11. Wherever possible (in accordance with
the guidance in Reference B) every attempt should be made to secure
consent for any disclosure of information. Ideally consent should
be given in writing, but in all circumstances it must be fully
documented in the clinical notes. Disclosure of medical information,
whether with consent or not, should be made in private to the
commanding officer, who must be made aware of the confidential
nature of the disclosure. Even if consent has been withheld, the
patient should normally be informed of the disclosure unless there
are over-riding reasons (which must be fully documented).
12. If there is no evidence that the patient
or others are at continued risk, or that a crime has been committed,
there is no absolute requirement for the medical officer to proactively
report the detail of the case to the commanding officer or RMP.

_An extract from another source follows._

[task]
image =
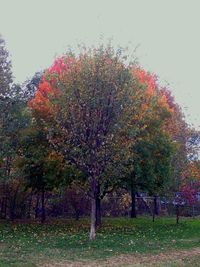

If the medical officer is questioned directly by the commanding
officer, he should be guided by his knowledge of the case and
professional judgement in formulating his response, and if necessary
should seek the advice of a senior colleague.
FURTHER ADVICE
13. In difficult circumstances a medical
officer is advised to discuss the matter with a senior medical
officer, a mental health professional, AMD Medico-Legal Department,
or with their medical protection organisation. There will be rare
occasions when there is an immediate need to take action, in advance
of seeking such advice, and the medical officer should then act
in the public interest in accordance with the principles in Reference
B. Clear and contemporaneous records should always be kept. These
will assist should the medical officer be called to account for
his actions by the General Medical Council or in a Court of Law.
FOLLOW UP
14. In accordance with Reference G, every
episode of suicide, attempted suicide and self harm should subsequently
be the subject of significant event analysis in primary care,
as part of the implementation of clinical governance guidelines.
DISCLOSURES TO
PROTECT THE
PATIENT OR
OTHERS
15. Disclosure of personal information without
consent may be justified where failure to do so may expose the
patient or others to risk or death or serious harm. Where third
parties are exposed to a risk so serious that it outweighs the
patient's privacy interest, you should seek consent to disclosure
where practicable. If it is not practicable, you should disclose
information promptly to an appropriate person or authority. You
should generally inform the patient before disclosing the information.
16. Such circumstances may arise, for example:
(a) Where a colleague, who is also a patient,
is placing patients at risk as a result of illness or other medical
condition. If you are in doubt about whether disclosure is justified
you should consult an experienced colleague, or seek advice from
a professional organisation. The safety of patients must come
first at all times. (Our booklet Serious Communicable Diseases
gives further guidance on this issue.)
(b) Where a patient continues to drive, against
medical advice, when unfit to do so. In such circumstances you
should disclose relevant information to the medical adviser of
the Driver and Vehicle Licensing Agency without delay.
(c) Where a disclosure may assist in the prevention
or detection of a serious crime. Serious crimes, in this context,
will put someone at risk of death or serious harm, and will usually
be crimes against the person, such as abuse of children.